If the second File.open or validate_pair fails, already-acquired resources are cleaned in reverse registration order. On success, ownership moves into the returned FilePair, and the error-only cleanups do not run.

An error-bound cleanup could record the reason before releasing partially initialized state:

fn build_index(path: Path, alloc: *std.mem.Allocator) Index! {
  var index = try Index.create(alloc)
  errdefer as err {
    diag.err(err)
    index.dispose()
  }

  try index.load(path)
  return move index
}

These examples are illustrative only.
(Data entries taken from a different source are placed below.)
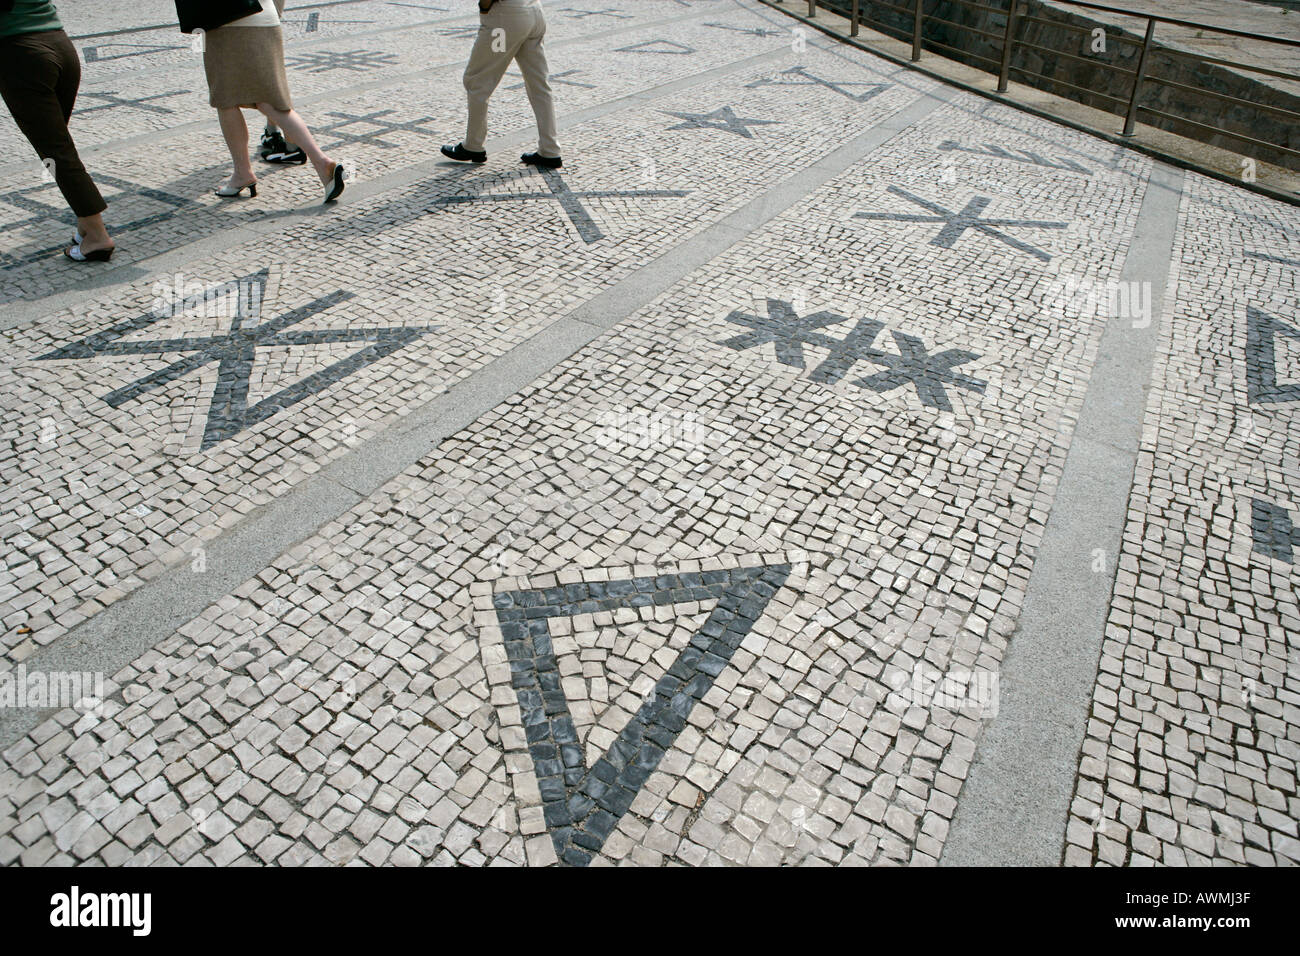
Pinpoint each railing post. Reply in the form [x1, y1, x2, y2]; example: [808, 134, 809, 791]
[1123, 17, 1157, 137]
[808, 0, 816, 17]
[912, 0, 923, 61]
[851, 0, 860, 38]
[997, 0, 1019, 93]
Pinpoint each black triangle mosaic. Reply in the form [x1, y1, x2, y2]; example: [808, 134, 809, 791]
[492, 563, 791, 866]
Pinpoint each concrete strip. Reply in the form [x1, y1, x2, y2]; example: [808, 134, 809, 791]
[940, 161, 1185, 866]
[0, 83, 956, 750]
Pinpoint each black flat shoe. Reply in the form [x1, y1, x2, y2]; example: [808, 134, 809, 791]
[441, 143, 487, 164]
[521, 152, 562, 169]
[266, 145, 307, 165]
[64, 243, 114, 263]
[259, 128, 288, 160]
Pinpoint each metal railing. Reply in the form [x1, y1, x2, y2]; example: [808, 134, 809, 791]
[793, 0, 1300, 170]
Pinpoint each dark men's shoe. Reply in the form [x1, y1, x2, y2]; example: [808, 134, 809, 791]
[441, 143, 487, 164]
[266, 145, 307, 165]
[259, 128, 288, 160]
[521, 152, 563, 169]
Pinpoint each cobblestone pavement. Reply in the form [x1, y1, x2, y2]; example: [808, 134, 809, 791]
[0, 0, 1295, 867]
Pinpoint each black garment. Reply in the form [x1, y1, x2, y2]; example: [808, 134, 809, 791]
[0, 28, 107, 217]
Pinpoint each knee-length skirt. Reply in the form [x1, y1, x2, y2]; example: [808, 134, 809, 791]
[202, 25, 292, 111]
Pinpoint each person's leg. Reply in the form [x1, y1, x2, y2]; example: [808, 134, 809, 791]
[256, 104, 335, 183]
[461, 13, 524, 153]
[0, 32, 112, 254]
[47, 32, 113, 251]
[217, 106, 256, 189]
[514, 8, 560, 159]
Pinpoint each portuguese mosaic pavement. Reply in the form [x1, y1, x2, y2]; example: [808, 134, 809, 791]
[0, 0, 1295, 868]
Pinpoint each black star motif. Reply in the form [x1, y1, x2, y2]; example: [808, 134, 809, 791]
[719, 299, 872, 373]
[1246, 251, 1300, 267]
[559, 7, 631, 19]
[427, 166, 688, 244]
[852, 331, 987, 413]
[704, 21, 785, 37]
[437, 25, 481, 38]
[854, 185, 1068, 261]
[36, 270, 435, 450]
[938, 140, 1090, 175]
[719, 300, 985, 412]
[663, 105, 780, 139]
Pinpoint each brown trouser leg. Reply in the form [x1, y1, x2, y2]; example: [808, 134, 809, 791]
[0, 29, 107, 218]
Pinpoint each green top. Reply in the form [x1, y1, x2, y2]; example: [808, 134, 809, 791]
[0, 1, 63, 39]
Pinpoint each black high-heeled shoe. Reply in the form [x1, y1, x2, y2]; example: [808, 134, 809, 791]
[215, 180, 258, 198]
[322, 163, 346, 204]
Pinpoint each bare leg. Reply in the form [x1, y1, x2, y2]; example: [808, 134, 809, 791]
[257, 104, 335, 184]
[76, 213, 113, 254]
[217, 107, 256, 190]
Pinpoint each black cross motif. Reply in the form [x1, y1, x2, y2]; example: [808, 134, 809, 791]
[704, 21, 785, 37]
[77, 90, 187, 116]
[507, 69, 594, 90]
[283, 13, 375, 32]
[427, 167, 688, 244]
[747, 65, 891, 101]
[36, 270, 435, 450]
[0, 173, 196, 269]
[285, 49, 398, 73]
[1246, 306, 1300, 405]
[437, 25, 481, 38]
[82, 43, 184, 64]
[615, 39, 695, 55]
[854, 185, 1067, 261]
[663, 105, 780, 139]
[852, 331, 987, 413]
[719, 299, 875, 374]
[314, 110, 441, 149]
[938, 140, 1091, 175]
[1252, 499, 1297, 564]
[719, 299, 986, 412]
[559, 7, 632, 18]
[494, 563, 791, 867]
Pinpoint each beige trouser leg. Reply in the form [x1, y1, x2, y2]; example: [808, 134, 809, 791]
[462, 0, 561, 158]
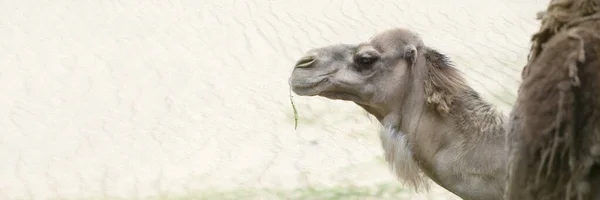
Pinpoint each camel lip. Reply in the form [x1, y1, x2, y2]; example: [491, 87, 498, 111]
[290, 78, 326, 88]
[289, 78, 329, 96]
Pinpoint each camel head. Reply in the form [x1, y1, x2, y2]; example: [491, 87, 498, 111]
[289, 28, 467, 120]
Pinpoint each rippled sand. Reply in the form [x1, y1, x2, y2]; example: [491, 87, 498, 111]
[0, 0, 549, 199]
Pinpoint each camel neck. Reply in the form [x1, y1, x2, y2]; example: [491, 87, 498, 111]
[377, 87, 505, 141]
[447, 88, 506, 140]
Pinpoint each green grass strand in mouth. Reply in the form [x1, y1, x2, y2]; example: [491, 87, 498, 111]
[289, 87, 299, 129]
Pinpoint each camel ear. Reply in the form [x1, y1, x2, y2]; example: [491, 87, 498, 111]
[403, 45, 418, 66]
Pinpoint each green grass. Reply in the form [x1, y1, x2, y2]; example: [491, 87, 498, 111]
[51, 183, 408, 200]
[166, 183, 406, 200]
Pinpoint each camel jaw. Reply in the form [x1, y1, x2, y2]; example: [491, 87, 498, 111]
[318, 91, 363, 102]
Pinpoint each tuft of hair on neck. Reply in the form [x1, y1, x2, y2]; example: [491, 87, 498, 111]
[421, 47, 469, 114]
[379, 125, 431, 192]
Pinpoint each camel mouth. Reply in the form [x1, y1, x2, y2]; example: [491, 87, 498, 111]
[289, 78, 331, 96]
[290, 77, 363, 102]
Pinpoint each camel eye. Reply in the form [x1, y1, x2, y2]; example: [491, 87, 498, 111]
[355, 55, 377, 65]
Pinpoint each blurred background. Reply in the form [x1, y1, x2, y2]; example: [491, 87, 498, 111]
[1, 0, 549, 199]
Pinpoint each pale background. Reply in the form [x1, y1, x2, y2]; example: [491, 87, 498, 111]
[1, 0, 549, 199]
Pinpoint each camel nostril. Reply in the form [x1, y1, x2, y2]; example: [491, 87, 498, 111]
[295, 56, 316, 68]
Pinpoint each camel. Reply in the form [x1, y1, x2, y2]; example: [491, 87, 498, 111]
[504, 0, 600, 199]
[288, 28, 508, 200]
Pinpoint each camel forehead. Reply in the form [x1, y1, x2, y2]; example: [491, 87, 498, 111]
[370, 28, 424, 52]
[309, 28, 424, 57]
[312, 44, 357, 59]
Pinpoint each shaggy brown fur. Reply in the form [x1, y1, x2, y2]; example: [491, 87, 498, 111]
[505, 0, 600, 199]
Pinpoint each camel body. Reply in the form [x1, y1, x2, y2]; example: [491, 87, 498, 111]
[505, 5, 600, 200]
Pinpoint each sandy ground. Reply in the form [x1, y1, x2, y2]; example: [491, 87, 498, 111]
[0, 0, 550, 199]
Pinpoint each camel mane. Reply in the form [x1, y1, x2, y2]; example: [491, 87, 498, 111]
[422, 47, 470, 114]
[423, 48, 505, 140]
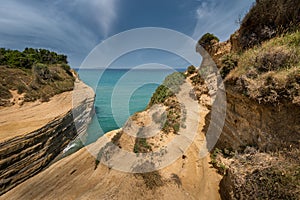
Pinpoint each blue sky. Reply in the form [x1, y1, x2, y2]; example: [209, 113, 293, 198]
[0, 0, 255, 68]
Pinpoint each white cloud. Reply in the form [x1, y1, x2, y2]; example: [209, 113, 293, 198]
[193, 0, 255, 41]
[0, 0, 120, 66]
[196, 1, 216, 19]
[72, 0, 119, 37]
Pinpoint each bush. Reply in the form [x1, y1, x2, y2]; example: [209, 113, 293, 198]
[173, 123, 180, 133]
[148, 72, 185, 106]
[198, 33, 220, 51]
[134, 138, 151, 153]
[162, 72, 186, 94]
[33, 63, 52, 84]
[255, 47, 295, 72]
[0, 84, 12, 99]
[136, 171, 164, 190]
[220, 54, 238, 78]
[40, 93, 50, 102]
[187, 65, 196, 75]
[61, 63, 71, 71]
[148, 85, 173, 106]
[237, 0, 300, 49]
[0, 50, 75, 107]
[17, 84, 27, 94]
[190, 72, 205, 85]
[0, 48, 68, 69]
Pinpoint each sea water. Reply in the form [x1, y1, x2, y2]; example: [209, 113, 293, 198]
[76, 68, 184, 145]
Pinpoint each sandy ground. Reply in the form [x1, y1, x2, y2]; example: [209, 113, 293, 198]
[0, 80, 93, 142]
[1, 125, 221, 200]
[1, 80, 222, 200]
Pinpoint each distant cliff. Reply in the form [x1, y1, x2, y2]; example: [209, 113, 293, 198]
[0, 48, 75, 106]
[0, 80, 94, 195]
[0, 47, 95, 195]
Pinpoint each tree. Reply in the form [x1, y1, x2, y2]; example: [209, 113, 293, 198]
[198, 33, 220, 51]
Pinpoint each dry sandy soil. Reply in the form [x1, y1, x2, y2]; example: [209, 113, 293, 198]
[0, 80, 93, 142]
[1, 124, 221, 200]
[1, 80, 222, 200]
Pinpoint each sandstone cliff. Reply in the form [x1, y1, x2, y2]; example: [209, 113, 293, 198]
[0, 80, 95, 195]
[0, 73, 222, 200]
[198, 15, 300, 200]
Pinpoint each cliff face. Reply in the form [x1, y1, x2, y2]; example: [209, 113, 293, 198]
[200, 30, 300, 152]
[212, 87, 300, 151]
[197, 17, 300, 198]
[0, 74, 223, 200]
[0, 81, 95, 195]
[211, 85, 300, 199]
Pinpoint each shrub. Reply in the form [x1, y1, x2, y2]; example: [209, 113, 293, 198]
[148, 72, 185, 106]
[17, 84, 27, 94]
[173, 123, 180, 133]
[187, 65, 196, 75]
[190, 72, 205, 85]
[134, 138, 151, 153]
[198, 33, 220, 47]
[220, 54, 238, 79]
[136, 171, 164, 190]
[0, 84, 12, 99]
[255, 47, 295, 72]
[33, 63, 52, 84]
[40, 93, 50, 102]
[198, 33, 220, 49]
[0, 49, 75, 106]
[163, 72, 186, 93]
[61, 63, 71, 71]
[0, 48, 68, 68]
[237, 0, 300, 49]
[148, 85, 173, 106]
[170, 173, 182, 187]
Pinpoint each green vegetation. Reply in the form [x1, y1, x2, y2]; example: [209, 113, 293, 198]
[198, 33, 220, 51]
[227, 31, 300, 104]
[0, 48, 68, 68]
[198, 33, 219, 47]
[237, 0, 300, 49]
[187, 65, 196, 75]
[161, 99, 182, 134]
[210, 148, 228, 175]
[148, 85, 173, 106]
[0, 48, 74, 106]
[134, 138, 152, 153]
[220, 54, 238, 79]
[148, 72, 185, 106]
[162, 72, 186, 94]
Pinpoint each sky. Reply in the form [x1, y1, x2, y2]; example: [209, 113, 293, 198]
[0, 0, 255, 68]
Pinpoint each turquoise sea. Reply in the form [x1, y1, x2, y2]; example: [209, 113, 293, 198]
[76, 68, 184, 145]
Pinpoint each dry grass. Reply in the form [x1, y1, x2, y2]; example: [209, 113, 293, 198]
[237, 0, 300, 49]
[226, 32, 300, 104]
[0, 64, 75, 106]
[219, 147, 300, 200]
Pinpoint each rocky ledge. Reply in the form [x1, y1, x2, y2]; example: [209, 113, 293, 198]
[0, 80, 95, 195]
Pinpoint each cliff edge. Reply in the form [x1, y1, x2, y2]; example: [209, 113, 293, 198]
[0, 48, 95, 195]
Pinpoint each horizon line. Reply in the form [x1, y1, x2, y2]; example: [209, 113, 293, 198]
[72, 67, 187, 70]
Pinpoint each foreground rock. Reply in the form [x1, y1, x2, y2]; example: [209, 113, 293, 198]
[1, 80, 222, 200]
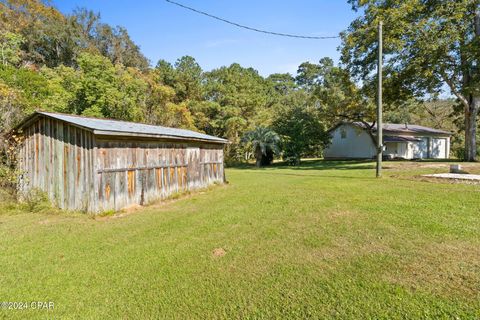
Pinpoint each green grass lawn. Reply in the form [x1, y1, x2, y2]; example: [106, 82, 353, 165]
[1, 160, 479, 319]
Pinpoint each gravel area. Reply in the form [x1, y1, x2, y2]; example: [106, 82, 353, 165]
[422, 173, 480, 181]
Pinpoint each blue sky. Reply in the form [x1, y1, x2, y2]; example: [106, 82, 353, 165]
[54, 0, 359, 76]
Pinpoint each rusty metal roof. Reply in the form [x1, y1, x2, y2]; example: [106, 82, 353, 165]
[19, 112, 228, 143]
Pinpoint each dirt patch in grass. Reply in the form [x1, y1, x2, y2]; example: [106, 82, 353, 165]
[309, 236, 390, 262]
[329, 209, 356, 219]
[385, 241, 480, 299]
[385, 161, 480, 173]
[409, 175, 480, 186]
[212, 247, 226, 258]
[120, 204, 144, 214]
[384, 162, 448, 170]
[384, 161, 480, 186]
[38, 219, 50, 225]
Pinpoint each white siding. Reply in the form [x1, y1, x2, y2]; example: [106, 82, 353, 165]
[324, 123, 451, 160]
[324, 124, 376, 159]
[409, 137, 449, 159]
[430, 137, 448, 158]
[411, 138, 429, 158]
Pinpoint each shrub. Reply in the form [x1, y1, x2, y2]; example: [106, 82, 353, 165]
[284, 155, 301, 166]
[272, 105, 329, 165]
[20, 188, 52, 213]
[0, 132, 23, 194]
[0, 165, 20, 189]
[241, 127, 281, 167]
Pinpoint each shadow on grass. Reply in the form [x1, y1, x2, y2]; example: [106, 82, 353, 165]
[232, 170, 377, 180]
[228, 159, 376, 171]
[413, 159, 463, 163]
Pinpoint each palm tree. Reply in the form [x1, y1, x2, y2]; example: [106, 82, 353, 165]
[242, 127, 281, 167]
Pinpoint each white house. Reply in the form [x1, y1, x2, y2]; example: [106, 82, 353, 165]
[324, 122, 452, 159]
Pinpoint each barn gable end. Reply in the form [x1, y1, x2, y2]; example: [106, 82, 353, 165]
[16, 112, 227, 213]
[18, 115, 97, 212]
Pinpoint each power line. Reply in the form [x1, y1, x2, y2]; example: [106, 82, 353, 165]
[165, 0, 340, 40]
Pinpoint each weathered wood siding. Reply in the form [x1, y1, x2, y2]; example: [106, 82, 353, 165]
[18, 116, 225, 213]
[94, 138, 224, 212]
[18, 116, 96, 212]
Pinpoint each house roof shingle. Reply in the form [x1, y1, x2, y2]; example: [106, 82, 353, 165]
[383, 136, 421, 142]
[352, 122, 452, 136]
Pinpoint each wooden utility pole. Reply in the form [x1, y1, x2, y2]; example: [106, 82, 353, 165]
[376, 21, 383, 178]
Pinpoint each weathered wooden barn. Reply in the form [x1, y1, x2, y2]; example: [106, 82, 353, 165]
[16, 112, 228, 213]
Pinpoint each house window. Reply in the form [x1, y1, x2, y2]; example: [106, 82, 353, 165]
[340, 128, 347, 139]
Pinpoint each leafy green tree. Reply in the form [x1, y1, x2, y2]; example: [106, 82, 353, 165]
[267, 73, 297, 95]
[296, 61, 322, 91]
[174, 55, 203, 102]
[70, 7, 100, 43]
[158, 102, 196, 130]
[204, 63, 273, 160]
[74, 53, 146, 120]
[113, 66, 147, 121]
[307, 58, 374, 126]
[1, 0, 77, 66]
[94, 24, 149, 70]
[272, 103, 330, 165]
[39, 65, 79, 113]
[0, 31, 24, 66]
[341, 0, 480, 161]
[155, 59, 177, 88]
[0, 80, 26, 132]
[0, 64, 51, 112]
[75, 53, 119, 117]
[242, 127, 281, 167]
[187, 100, 222, 134]
[143, 70, 176, 123]
[1, 1, 149, 69]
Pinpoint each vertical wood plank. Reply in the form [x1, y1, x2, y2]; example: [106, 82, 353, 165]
[83, 130, 89, 212]
[48, 119, 54, 200]
[69, 125, 76, 210]
[38, 118, 43, 190]
[62, 122, 69, 209]
[33, 119, 39, 188]
[43, 117, 48, 192]
[77, 129, 83, 211]
[56, 121, 64, 208]
[105, 172, 113, 211]
[87, 132, 95, 212]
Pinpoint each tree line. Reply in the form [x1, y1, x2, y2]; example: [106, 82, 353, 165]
[0, 0, 478, 178]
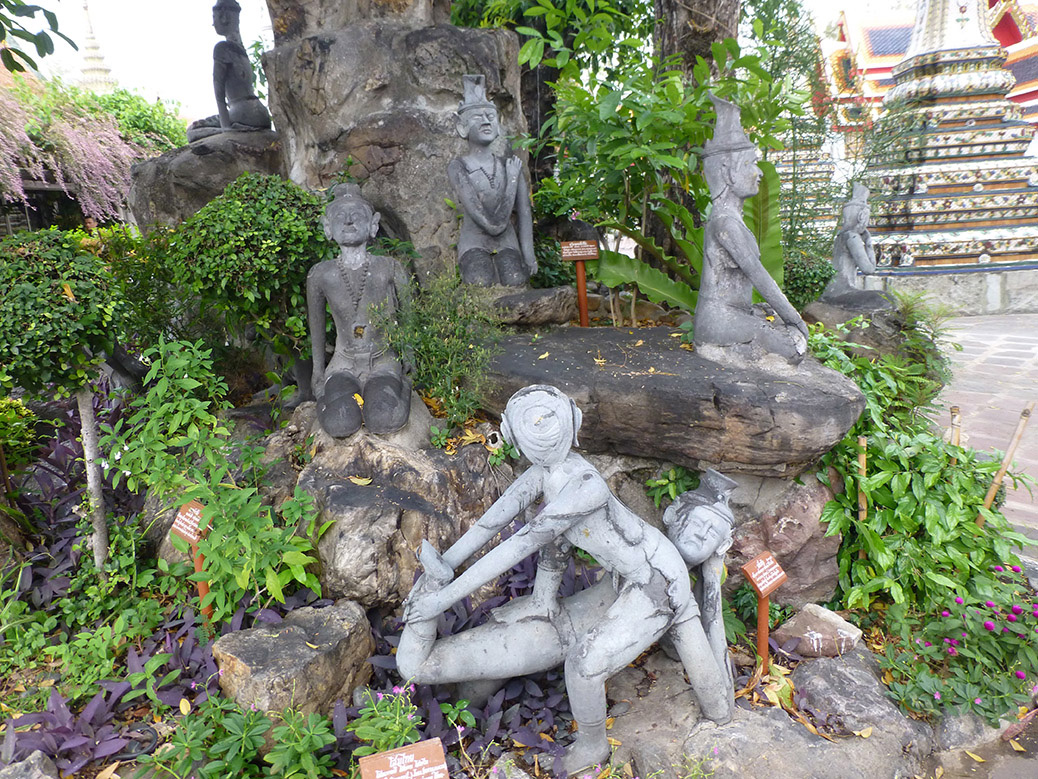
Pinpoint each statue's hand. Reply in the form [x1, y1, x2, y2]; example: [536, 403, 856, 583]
[506, 156, 522, 183]
[402, 584, 447, 624]
[311, 372, 325, 399]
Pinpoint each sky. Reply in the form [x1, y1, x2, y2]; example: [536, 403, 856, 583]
[27, 0, 915, 123]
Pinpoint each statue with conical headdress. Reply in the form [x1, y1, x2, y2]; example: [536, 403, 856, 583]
[820, 183, 892, 309]
[187, 0, 272, 142]
[447, 74, 536, 286]
[694, 94, 808, 363]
V1 rejects errdefer.

Open Questions

  • whether errdefer should be reserved as a keyword before acceptance or remain unavailable until the feature is accepted;
  • whether the trigger is strictly "the enclosing function returns an error" or a more general "this lexical scope exits with an unhandled error result";
  • whether errdefer as err should bind the original outgoing error before any cleanup runs, after narrowing, or separately for each exit edge;
  • whether cleanup code may use try, and if so how a cleanup failure composes with the original error;
  • how resource lints should model success-only ownership transfer through return move value when an active errdefer targets the moved binding;
  • whether errdefer should interact with future cancellation or explicit defer-disarm syntax.

V1 Compatibility

V1 accepts unconditional defer only. errdefer is not part of the V1 reserved word set, grammar, cleanup semantics, or resource-lint model.

Code that needs V1-compatible error cleanup should use explicit catch blocks or ordinary defer with explicit state.